Wormholes are tunnels in curved space-time, connecting two distant places.

But the problem is that it’s not useful for humans to travel through because it takes longer to get through these wormholes than to go directly.

The team suggests that the real importance of their work is in its relation to the black hole information problem and the connections between gravity and quantum mechanics.

In the study, they focused on two black holes that were entangled on a quantum level.

They found that the direct connection between the black holes is shorter than the wormhole connection.

But the theory may give new insights into quantum mechanics. The team suggests that travel through the wormhole is equivalent to quantum teleportation using entangled black holes.

Their theory was based on a setup first devised by Einstein and Rosen in 1935.

It consists of a connection between two black holes (the term wormhole was coined in 1957).
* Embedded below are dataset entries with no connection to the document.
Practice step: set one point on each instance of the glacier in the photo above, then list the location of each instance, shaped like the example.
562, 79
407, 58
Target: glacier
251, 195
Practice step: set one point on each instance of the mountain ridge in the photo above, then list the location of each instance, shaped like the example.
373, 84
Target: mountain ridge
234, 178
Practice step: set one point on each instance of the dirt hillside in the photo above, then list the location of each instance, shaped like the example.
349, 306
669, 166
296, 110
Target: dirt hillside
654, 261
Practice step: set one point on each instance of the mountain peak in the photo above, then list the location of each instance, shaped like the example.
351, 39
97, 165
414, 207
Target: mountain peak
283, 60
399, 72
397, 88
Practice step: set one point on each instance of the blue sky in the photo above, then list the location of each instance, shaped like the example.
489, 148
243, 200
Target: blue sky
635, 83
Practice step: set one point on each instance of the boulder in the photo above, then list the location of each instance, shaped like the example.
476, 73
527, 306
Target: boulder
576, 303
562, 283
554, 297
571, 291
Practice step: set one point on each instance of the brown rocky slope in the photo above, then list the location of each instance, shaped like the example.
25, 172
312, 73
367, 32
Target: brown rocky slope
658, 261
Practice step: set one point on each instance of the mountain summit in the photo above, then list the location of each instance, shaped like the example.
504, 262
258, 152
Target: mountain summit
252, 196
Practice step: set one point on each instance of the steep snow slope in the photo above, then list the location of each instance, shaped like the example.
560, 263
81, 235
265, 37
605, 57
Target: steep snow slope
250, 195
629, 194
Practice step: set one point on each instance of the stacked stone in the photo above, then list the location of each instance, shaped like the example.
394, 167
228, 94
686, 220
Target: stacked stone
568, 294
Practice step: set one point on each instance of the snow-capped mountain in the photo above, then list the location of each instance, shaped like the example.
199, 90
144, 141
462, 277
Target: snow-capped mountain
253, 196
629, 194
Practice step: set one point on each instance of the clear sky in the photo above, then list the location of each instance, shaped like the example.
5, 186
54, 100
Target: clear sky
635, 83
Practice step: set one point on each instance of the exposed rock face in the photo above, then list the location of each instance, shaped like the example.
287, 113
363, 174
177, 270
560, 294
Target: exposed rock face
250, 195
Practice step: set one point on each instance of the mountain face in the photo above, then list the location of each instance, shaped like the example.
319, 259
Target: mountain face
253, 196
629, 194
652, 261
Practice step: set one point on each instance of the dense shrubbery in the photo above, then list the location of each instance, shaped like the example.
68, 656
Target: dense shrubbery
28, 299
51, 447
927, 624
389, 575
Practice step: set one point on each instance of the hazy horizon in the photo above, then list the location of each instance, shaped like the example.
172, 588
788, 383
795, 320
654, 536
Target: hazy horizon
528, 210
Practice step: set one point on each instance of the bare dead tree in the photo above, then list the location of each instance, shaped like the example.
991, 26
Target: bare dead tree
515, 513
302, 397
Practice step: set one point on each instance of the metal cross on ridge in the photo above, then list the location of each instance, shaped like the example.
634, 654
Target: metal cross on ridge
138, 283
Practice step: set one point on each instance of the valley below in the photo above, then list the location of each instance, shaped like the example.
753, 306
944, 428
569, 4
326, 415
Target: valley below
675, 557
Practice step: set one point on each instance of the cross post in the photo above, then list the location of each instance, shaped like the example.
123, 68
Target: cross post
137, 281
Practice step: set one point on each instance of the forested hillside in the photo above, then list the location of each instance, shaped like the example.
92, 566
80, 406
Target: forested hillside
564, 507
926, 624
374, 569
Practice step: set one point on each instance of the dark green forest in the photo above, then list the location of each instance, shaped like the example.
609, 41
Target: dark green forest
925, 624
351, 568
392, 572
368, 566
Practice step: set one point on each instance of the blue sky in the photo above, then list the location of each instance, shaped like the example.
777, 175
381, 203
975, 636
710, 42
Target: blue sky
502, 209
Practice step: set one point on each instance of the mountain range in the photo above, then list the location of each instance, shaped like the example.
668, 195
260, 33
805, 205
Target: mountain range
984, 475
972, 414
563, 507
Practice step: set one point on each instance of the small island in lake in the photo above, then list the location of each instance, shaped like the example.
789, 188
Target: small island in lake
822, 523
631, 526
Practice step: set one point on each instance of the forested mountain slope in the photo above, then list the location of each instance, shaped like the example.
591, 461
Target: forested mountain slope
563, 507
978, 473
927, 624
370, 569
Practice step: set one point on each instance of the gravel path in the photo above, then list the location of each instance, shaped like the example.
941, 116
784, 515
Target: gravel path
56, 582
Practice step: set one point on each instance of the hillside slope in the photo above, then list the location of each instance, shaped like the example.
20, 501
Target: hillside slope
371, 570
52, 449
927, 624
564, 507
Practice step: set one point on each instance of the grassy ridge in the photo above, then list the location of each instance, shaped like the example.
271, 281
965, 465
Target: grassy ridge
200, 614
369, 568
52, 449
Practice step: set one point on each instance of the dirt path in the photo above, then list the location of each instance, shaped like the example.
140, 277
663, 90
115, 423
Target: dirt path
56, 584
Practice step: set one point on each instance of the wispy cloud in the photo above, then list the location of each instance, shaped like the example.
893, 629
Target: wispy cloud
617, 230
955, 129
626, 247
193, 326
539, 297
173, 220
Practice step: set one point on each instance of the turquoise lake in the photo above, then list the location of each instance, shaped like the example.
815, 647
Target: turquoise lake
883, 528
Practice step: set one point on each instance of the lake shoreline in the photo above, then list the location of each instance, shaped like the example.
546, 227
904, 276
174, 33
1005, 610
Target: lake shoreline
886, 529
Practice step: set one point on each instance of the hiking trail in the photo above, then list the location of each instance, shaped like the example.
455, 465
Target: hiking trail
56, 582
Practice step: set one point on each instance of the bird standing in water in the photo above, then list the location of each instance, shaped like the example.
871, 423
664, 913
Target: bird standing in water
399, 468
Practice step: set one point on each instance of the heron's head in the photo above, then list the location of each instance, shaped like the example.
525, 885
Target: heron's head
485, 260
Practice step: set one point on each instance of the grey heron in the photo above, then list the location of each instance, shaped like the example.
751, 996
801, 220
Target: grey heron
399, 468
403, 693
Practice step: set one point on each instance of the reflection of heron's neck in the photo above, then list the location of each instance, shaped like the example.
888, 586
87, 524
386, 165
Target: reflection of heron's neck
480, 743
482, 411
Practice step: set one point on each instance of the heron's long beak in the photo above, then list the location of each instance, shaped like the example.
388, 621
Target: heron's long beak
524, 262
Because the wormhole is traversable, it was a special case in which information could be extracted from a black hole.

Formulating traversable wormholes needs negative energy, which seemed to be inconsistent with quantum gravity.

However, the team has overcome this with quantum field theory tools. They calculated quantum effects similar to the Casimir effect.

The new finding may help construct a wormhole through which light could travel and may help develop a theory of quantum gravity.

The authors of the study are Daniel Jafferis from Harvard University, Ping Gao, also from Harvard and Aron Wall from Stanford University.

The study was presented at the 2019 American Physical Society April Meeting in Denver.